Rob's Terrific 20
Day #4: Thursday, February 11th
Workout focus SHOULDERS
- Shoulder Press (seated) 3x10-12
- Lateral and Front Raises 3x10-12
- Rowing Machines 20 minutes
- *After each exercise there are two numbers. The first is the sets and the second is the reps. For example: "Push Ups 3x10" means do 3 sets of 10 push ups with a break between each set - 10 push ups, break, 10 more, etc.
Here are some descriptions and images to help you complete the exercise.
*Information is from workoutlabs.com
Shoulder Press
*Information is from workoutlabs.com
Shoulder Press
- Sit on a military press bench or bench that has a back support, holding a dumbbell in each hand with an overhand grip.
- Place the dumbbells on top of your thighs with your palms facing down.
- Raise the dumbbells to your shoulders.
- Rotate your wrists so that the palms of your hands are facing away from you. This is the start position.
- As you exhale, push the dumbbells up and over your head by extending your arms until the dumbbells touch at the top of the movement.
- Pause for a count of one.
- Slowly return to the start position inhaling as you do so.
- Repeat.
Lateral and Front Raises
- Stand straight holding a dumbbell in each hand with an overhand grip.
- Hold the dumbbells in in front of your thighs with your palms of the facing your thighs. Keep your arms fully extended. This is the start position.
- Raise the left dumbbell out and upwards, while keeping a slight bend in your elbow. Your palms must always face down for this exercise.
- Continue raising the dumbbell until you arm is a little above parallel to the floor. Exhale as you are raising the dumbbell.
- Pause for a count of one.
- Inhale and slowly lower the dumbbell to the start position.
- As you lower the left dumbbell, begin to lift the right dumbbell, duplicating the movement.
- When both dumbbells have been raised and lowered in a cycle, that is one repetition.
- Repeat.
Rowing Machine - The Rowing Stroke
*Information from Concept 2 Rowing
- Arms are straight; head is neutral; shoulders are level and not hunched.
- Upper body is leaning forward from the hips with the shoulders
- in front of the hips.
- Shins are vertical, or as close to vertical as is comfortable for you. Shins should not move beyond perpendicular.
- Heels may lift as needed.
- Start the drive by pressing with your legs, and then swing the back through the vertical position before finally adding the arm pull.
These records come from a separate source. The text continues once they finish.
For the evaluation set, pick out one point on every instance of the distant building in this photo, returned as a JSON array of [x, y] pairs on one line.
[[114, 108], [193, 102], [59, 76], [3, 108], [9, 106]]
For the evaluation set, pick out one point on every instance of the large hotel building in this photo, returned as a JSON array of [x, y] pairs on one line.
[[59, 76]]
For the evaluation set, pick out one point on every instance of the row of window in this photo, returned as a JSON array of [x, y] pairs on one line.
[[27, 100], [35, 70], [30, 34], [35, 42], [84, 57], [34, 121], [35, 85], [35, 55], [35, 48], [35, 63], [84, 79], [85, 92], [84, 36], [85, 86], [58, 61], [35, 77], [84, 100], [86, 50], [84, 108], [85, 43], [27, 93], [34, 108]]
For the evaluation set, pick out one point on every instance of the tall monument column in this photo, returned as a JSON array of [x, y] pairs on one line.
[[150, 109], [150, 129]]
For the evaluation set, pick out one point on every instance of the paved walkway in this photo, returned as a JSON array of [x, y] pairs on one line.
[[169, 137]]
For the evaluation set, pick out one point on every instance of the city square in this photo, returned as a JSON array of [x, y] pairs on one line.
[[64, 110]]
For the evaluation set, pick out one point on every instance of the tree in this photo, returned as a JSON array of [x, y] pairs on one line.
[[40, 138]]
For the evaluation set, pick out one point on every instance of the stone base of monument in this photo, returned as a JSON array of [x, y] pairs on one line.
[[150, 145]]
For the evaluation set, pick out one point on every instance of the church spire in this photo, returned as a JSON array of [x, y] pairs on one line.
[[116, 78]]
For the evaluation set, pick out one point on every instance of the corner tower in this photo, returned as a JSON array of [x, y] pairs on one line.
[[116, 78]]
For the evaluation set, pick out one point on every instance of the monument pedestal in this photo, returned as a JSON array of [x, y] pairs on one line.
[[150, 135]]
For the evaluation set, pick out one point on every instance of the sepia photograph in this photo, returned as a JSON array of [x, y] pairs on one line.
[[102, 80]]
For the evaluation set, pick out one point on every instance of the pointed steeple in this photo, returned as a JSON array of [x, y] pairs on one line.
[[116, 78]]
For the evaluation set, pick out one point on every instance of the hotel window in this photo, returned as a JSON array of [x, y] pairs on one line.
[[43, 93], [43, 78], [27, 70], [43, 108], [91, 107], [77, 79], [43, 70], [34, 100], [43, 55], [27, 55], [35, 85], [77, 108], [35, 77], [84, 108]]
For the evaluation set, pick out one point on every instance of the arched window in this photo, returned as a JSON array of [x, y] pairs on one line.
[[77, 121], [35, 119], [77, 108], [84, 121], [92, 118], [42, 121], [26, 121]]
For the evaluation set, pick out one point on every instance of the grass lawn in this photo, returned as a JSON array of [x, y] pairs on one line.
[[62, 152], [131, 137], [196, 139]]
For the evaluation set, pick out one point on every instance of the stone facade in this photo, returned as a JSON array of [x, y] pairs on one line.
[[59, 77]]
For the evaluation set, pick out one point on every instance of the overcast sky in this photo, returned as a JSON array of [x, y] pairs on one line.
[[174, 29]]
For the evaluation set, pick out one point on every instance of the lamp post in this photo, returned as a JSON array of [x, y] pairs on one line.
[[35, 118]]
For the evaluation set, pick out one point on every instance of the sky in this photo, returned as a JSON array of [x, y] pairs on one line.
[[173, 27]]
- Hands move in a straight line to and from the flywheel.
- Shoulders remain low and relaxed.
- Upper body is leaning back slightly, using good support from
- the core muscles.
- Legs are extended and handle is held lightly below your ribs.
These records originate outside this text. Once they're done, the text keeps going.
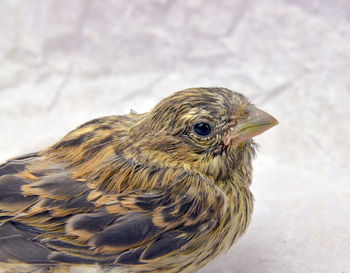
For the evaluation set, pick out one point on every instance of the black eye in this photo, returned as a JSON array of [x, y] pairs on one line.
[[202, 128]]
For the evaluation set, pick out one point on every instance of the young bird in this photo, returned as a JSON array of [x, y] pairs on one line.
[[164, 191]]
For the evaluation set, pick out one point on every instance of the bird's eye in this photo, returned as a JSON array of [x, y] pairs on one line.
[[202, 128]]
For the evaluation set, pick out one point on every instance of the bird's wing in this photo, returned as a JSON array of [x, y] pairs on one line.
[[50, 218]]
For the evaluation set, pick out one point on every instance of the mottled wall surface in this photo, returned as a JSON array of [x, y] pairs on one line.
[[65, 62]]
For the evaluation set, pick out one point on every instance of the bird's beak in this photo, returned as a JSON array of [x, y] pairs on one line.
[[254, 124]]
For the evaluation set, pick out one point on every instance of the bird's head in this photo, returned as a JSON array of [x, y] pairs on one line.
[[202, 128]]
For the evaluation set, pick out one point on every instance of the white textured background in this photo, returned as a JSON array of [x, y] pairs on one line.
[[65, 62]]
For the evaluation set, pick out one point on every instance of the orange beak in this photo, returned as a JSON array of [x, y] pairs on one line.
[[254, 124]]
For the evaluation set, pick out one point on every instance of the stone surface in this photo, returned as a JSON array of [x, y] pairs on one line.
[[65, 62]]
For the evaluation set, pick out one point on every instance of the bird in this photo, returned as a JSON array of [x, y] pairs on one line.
[[162, 191]]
- Shoulders should be low with wrists and grip relaxed. Wrists should be flat.
- Extend your arms until they straighten before leaning from the hips towards the flywheel.
- Once your hands have cleared your knees, allow your knees to bend and gradually slide the seat forward on the monorail.
- For your next stroke, return to the catch position with shoulders relaxed and shins vertical.